Sementara itu, Polda Jawa Barat atau Jabar menegaskan tidak ada salah tangkap dalam penyidikan kasus pembunuhan Vina di Cirebon yang terjadi pada 2016. Polisi mengatakan keterangan saksi dan pelaku sudah teruji di pengadilan. Hal ini disampaikan oleh Dirkrimum Polda Jabar Kombes Surawan dalam konferensi pers di Polda Jabar, Ahad, 26 Mei 2024.

"Terkait salah tangkap, semua sudah diuji di pengadilan. Jadi apa pun keterangan yang pernah disampaikan para pelaku ini sudah diuji oleh pengadilan, bahkan sampai ke tingkat kasasi dan itu sudah vonis, jadi tidak perlu dipersoalkan lagi ya. Tidak ada salah tangkap," kata Kombes Surawan.

Sejauh ini belum ada pembuktian apakah pengakuan Saka tersebut benar adanya. Kendati demikian, kasus salah tangkap merupakan fenomena lumrah alias acao terjadi. Menurut data dari Komisi untuk Orang Hilang dan Korban Tindak Kekerasan (KontraS), sepanjang 2019-2022, terdapat 27 rekayasa kasus yang dilakukan oleh kepolisian.

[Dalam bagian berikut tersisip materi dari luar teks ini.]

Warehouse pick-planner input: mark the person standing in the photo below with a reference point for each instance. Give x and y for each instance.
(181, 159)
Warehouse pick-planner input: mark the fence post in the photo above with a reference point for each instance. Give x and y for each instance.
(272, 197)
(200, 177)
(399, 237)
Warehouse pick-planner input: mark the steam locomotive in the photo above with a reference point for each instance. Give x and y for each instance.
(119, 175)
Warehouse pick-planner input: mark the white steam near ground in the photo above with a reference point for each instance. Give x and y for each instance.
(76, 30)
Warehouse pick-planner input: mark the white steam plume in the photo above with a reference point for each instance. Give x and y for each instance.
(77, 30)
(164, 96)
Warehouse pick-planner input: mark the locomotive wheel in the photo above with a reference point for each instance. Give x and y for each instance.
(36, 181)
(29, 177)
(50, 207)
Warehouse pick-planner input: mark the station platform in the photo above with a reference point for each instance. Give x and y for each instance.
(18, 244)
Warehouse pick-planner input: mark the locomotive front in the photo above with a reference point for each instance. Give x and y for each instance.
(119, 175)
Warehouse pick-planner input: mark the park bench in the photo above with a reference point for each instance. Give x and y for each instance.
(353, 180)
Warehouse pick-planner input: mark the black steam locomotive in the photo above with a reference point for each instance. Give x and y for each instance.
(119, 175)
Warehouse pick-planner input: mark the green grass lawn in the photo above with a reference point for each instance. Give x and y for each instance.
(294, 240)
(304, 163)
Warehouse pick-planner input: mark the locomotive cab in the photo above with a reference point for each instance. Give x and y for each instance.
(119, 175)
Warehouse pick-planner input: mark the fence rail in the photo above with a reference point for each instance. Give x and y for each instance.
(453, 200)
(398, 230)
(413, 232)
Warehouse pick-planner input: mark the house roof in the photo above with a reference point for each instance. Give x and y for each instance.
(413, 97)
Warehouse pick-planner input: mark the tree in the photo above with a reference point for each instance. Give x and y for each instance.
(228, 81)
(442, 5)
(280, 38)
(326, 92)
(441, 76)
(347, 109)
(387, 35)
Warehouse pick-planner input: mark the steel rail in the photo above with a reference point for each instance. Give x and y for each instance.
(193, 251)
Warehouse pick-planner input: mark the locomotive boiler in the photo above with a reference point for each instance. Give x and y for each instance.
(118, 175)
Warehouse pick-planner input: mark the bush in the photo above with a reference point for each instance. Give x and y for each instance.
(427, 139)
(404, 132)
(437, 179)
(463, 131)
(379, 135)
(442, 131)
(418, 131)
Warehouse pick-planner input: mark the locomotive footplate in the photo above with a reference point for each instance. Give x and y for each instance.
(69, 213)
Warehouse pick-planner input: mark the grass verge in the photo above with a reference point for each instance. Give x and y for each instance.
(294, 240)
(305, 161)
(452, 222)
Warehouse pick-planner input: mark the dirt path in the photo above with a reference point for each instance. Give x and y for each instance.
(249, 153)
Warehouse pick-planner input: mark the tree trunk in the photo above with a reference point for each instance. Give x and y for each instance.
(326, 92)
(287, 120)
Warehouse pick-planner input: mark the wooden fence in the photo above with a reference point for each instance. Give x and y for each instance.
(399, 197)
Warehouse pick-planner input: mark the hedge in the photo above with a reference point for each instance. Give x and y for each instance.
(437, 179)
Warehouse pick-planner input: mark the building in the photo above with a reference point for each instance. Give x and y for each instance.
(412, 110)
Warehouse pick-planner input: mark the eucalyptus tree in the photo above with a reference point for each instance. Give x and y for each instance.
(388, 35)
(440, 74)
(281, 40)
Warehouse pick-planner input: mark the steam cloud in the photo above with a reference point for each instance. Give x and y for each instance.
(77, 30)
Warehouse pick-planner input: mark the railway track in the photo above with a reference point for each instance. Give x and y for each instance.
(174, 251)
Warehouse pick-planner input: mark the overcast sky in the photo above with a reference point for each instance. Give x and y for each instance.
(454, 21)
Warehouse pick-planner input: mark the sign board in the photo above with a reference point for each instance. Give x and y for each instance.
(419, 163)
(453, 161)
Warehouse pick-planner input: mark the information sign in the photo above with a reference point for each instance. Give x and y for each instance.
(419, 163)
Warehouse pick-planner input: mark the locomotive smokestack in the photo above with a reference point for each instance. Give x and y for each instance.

Selanjutnya: Sederet kasus salah tangkap pihak kepolisian

<!--more-->

1. Salah tangkap suami-istri penjual kripik diduga jaringan perampok

Pasangan suami istri, Subur dan Titin menjadi korban salah tangkap anggota Satuan Reserse Kriminal (Reskrim) Polres Bogor pada Rabu, 7 Februari 2024. Kejadian tersebut terjadi di SPBU Pasir Angin di Cileungsi, Kabupaten Bogor. Pada saat itu, Subur dan Titin akan menjual keripik ke pasar dengan mengendarai minibus. Ketika singgah di SPBU untuk mengisi BBM, tiba-tiba ada dua kendaraan datang. Para penumpang dua kendaraan itu langsung menyergap pasutri itu.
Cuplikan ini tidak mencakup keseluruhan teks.